Zakaria Boualem vous accueille avec des bisous, des fleurs, et deux buts à zéro, et merci. Le buzz de la semaine nous vient du Koweït, que notre star nationale Saad Lemjarred a pris le soin de visiter. Sans être un grand fan de sa musique, Zakaria Boualem est très content que ce chanteur existe. Car depuis de longues années, le Guercifi grognon se demande pourquoi nous n’avons aucune star chez nous. Pas de star, pas de modèle, rien pour faire rêver. Certains sociologues considèrent ce point comme catastrophique, mais Zakaria Boualem n’est pas sociologue. Il en sait juste assez pour trouver anormal qu’au moment où les Libanais, les Khalijis et les Egyptiens glorifient leur production, en font la promo et expliquent au reste du monde qu’il s’agit d’un art total et accompli, nous sommes incapables de sortir la moindre vedette de nos frontières. Il trouve ça louche, en fait. Pas d’industrie de la musique, pas de droits d’auteur, pas de chaîne télé dédiée, pas de salles de concerts. Le tout remplacé par quelques festivals épars et une culture forcenée de la grimattitude…
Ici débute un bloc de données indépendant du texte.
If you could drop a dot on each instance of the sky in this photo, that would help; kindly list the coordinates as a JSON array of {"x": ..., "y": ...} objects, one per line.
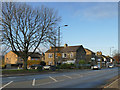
[{"x": 91, "y": 24}]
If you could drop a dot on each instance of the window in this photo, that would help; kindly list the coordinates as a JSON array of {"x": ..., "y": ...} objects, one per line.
[
  {"x": 50, "y": 55},
  {"x": 64, "y": 55}
]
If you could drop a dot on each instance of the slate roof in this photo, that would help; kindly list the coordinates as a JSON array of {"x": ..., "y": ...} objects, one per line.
[
  {"x": 87, "y": 50},
  {"x": 64, "y": 49},
  {"x": 34, "y": 55}
]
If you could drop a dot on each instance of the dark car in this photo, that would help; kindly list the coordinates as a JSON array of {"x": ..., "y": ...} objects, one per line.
[{"x": 35, "y": 66}]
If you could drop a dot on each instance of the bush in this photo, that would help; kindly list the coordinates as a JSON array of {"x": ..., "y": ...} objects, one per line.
[
  {"x": 42, "y": 63},
  {"x": 67, "y": 66}
]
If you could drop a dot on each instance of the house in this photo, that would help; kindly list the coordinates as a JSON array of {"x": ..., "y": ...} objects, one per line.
[
  {"x": 14, "y": 58},
  {"x": 90, "y": 57},
  {"x": 64, "y": 54}
]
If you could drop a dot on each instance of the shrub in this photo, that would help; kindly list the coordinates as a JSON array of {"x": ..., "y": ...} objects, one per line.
[
  {"x": 67, "y": 66},
  {"x": 42, "y": 63}
]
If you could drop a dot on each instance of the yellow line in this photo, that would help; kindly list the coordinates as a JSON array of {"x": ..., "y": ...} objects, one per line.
[{"x": 6, "y": 85}]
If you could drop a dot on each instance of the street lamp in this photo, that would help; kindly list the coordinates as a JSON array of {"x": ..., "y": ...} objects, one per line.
[
  {"x": 110, "y": 50},
  {"x": 59, "y": 34}
]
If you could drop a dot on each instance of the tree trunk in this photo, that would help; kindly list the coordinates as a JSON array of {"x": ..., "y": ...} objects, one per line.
[{"x": 25, "y": 63}]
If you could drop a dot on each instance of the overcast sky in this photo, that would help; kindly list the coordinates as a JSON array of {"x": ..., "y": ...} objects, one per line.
[{"x": 91, "y": 24}]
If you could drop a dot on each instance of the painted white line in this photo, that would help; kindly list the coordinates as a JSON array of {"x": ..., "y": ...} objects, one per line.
[
  {"x": 43, "y": 83},
  {"x": 67, "y": 76},
  {"x": 6, "y": 85},
  {"x": 11, "y": 77},
  {"x": 33, "y": 83},
  {"x": 111, "y": 83},
  {"x": 49, "y": 83},
  {"x": 53, "y": 79}
]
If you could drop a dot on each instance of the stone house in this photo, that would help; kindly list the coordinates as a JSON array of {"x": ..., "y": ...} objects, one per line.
[
  {"x": 65, "y": 54},
  {"x": 15, "y": 59},
  {"x": 90, "y": 56}
]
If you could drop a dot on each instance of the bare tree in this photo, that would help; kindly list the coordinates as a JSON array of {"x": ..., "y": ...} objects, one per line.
[{"x": 25, "y": 28}]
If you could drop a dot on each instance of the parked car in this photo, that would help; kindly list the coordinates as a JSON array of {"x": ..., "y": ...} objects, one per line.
[
  {"x": 95, "y": 67},
  {"x": 47, "y": 67},
  {"x": 35, "y": 66}
]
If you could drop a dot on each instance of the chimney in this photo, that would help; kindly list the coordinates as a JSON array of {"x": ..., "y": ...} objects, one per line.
[
  {"x": 65, "y": 45},
  {"x": 50, "y": 47}
]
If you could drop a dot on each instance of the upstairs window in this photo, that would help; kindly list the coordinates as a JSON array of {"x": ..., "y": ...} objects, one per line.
[
  {"x": 64, "y": 55},
  {"x": 50, "y": 55}
]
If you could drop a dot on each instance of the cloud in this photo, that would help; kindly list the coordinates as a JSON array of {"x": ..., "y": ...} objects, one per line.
[{"x": 101, "y": 10}]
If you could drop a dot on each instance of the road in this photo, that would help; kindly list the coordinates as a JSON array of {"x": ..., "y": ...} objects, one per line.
[{"x": 76, "y": 79}]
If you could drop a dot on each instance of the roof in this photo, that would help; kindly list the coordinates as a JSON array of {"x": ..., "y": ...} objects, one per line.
[
  {"x": 87, "y": 50},
  {"x": 64, "y": 49},
  {"x": 34, "y": 55}
]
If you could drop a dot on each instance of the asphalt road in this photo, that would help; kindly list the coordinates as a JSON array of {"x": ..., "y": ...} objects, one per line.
[{"x": 76, "y": 79}]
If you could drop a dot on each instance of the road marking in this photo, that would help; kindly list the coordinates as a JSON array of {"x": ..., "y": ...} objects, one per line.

Si nous n’étions pas aussi inefficaces, on aurait pu penser à un sabotage. A chaque fois que Zakaria Boualem lit un article qui fustige les cachets exorbitants des stars étrangères, il se demande de son côté pourquoi aucune star marocaine n’est en mesure de demander le même cachet à l’étranger. Il est là, en fait, le problème… Et soudain, Saad Lemjarred produit des singles, des clips et s’impose comme une star arabe. Bien joué, beau geste technique, applaudissements, et merci. Au Koweït, donc, le chanteur a provoqué une cohue dans un centre commercial, des images spectaculaires circulent sur YouTube. C’est à ce moment de la chronique qu’il faut faire intervenir un animateur de la télévision koweïtienne, un type qu’il est inutile de présenter mais dont il faut rapporter les propos. Un bonhomme spectaculaire d’arrogance, qui a consacré une partie de son émission à se foutre de la gueule du chanteur marocain. Il a commencé par se moquer de son nom dans un moment de créativité comique assez pénible. Il a ensuite raillé sa capacité à déchaîner les passions, oubliant que le chanteur n’était en fait coupable que d’avoir bien fait son boulot. Il a ensuite évoqué la capacité des Marocains à pratiquer la sorcellerie, seule explication à ce phénomène selon lui, avant d’asséner à son auditoire que les Marocains avaient un grand problème avec l’arabe. Bon.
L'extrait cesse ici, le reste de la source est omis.